I ricercatori hanno chiesto ai medici di cinque cliniche di conservare le brochure promozionali che ricevevano dalle case farmaceutiche e di inviarle successivamente a una "centrale operativa". Tra l'ottobre e il dicembre 2004, sono stati raccolti 20 opuscoli relativi ad altrettanti farmaci e i ricercatori sono risaliti agli studi scientifici di riferimento. A questo punto due revisori (ignari uno dell'altro) hanno effettuato la review dello studio, comparando i dati effettivi con quelli dell'opuscolo promozionale. Ebbene il 75% degli articoli revisionati sono stati considerati validi e l'80% erano sponsorizzati dall'industria farmaceutica. In più il 60% degli studi erano riferiti agli esiti sul paziente e il rimanente 40% al confronto con un altro farmaco. Ma il dato eclatante riguarda il fatto che tre brochure su 20 contenevano dati differenti rispetto a quelli riportati nei trial originali.
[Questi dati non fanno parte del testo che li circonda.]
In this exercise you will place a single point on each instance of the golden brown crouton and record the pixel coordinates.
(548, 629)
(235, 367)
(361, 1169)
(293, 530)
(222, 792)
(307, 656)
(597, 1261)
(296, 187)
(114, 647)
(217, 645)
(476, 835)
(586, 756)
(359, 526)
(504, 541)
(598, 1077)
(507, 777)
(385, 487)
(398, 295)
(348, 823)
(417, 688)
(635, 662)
I limiti dello studio non vanno trascurati: dalla presenza di solo due revisori alle dimensioni ridotte. E poi, va sottolineato, ci si augura che l'appeal di un farmaco per il medico non sia determinato solo dalla brochure. Ma un punto, nell'attesa di studi più articolati, rimane fermo. E' meglio che i medici vadano sempre alla fonte.